THE Dhaka Water Supply and Sewerage Authority, which has continued to incur losses despite increases in water tariff for 15 times since 2009, when the Awami League assumed office to continue for consecutive tenures before its overthrow on August 5, and has struggled to improve the quality of supply water, has now run into a new problem. Two projects that the agency has completed — a sewage treatment plant at Daserkandi, built for Tk 36.7 billion, and a water treatment plant at Jashaldia in Munshiganj, built for Tk 34.82 billion, on loans taken out from Exim Bank of China on high interest rates and short maturity periods — have come to be nothing short of the proverbial albatross around DWASA’s neck. The sewage treatment plant remains idle as the agency fails to feed sewage into the plant from its surroundings, which include Gulshan and Baridhara, in the absence of a linking network. The water treatment plant cannot run to a fourth of its capacity to treat 450 million litres a day in the absence of a matching distribution network at the intake point in Old Town of Dhaka. Both the projects have become a liability for the agency, which is the reflection of poor planning of the agency and the failure of the Planning Commission.
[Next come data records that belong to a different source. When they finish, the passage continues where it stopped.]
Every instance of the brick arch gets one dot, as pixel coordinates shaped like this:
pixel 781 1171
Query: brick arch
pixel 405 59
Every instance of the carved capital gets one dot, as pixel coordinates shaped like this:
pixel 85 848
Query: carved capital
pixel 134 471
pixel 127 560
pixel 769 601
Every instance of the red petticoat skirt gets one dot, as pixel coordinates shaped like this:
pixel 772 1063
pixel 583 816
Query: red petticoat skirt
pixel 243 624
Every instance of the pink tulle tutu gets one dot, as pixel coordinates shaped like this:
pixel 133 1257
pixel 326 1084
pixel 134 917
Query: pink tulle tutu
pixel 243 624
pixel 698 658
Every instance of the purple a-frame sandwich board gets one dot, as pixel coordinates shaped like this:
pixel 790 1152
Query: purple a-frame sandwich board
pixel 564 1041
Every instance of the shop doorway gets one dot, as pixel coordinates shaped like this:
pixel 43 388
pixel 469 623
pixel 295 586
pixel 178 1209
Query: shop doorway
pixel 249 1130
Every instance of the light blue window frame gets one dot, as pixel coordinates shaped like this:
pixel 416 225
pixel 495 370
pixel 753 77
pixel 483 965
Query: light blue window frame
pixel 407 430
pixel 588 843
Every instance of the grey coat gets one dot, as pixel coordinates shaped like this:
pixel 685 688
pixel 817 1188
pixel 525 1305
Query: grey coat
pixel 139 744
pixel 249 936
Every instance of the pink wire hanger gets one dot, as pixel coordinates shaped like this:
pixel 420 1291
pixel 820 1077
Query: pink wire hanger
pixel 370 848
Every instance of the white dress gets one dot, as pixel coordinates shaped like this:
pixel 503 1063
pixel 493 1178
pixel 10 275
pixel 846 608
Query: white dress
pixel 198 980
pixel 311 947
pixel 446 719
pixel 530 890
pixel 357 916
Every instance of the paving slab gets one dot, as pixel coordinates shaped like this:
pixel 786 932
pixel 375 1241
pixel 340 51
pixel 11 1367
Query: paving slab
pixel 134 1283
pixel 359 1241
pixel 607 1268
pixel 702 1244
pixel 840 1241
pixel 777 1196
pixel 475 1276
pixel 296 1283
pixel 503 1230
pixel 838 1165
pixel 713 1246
The five-year grace period for loan repayment for the sewage treatment plant would expire soon whilst the five-year grace period for loan repayment for the water treatment plant has already expired. The loan repayment liability for the Daserkandi project has, as agency officials say, reached Tk 32.23 billion and for the Jashaldia project Tk 30.23 billion as of June 2023. The two projects account for about 40 per cent of the Tk 149.82 billion in foreign loan liability of the agency as of June 2023 whilst 21 projects of the agency running on foreign loans, already implemented or being implemented mostly with World Bank and Asian Development Bank assistance, account for 60 per cent of the agency’s payment liability. The Institute for Inclusive Finance and Development executive director says that the terms and conditions of the Chinese loans were more stringent than those of World Bank and Asian Development Bank funds. The agency’s officials say that the Chinese construction company came in after the World Bank and the Asian Development Bank had declined to lend money for the ‘unviable’ projects in the second consecutive tenure of the Awami League in office. Experts believe that while the agency should take initiatives to make the treatment plants fully functional, the officials involved in corruption, flawed planning and project implementation should be held to account. Experts further believe that the government should aim at debt restructuring to check against risks of repayment default on the projects.
The government should, therefore, heed what experts have suggested at least to get over the situation that corruption, mismanagement and the waste of funds have plunged the agency in. An increased loan repayment liability and a growing operating cost forced the agency to incur Tk 5.84 billion in losses in the 2023 financial year.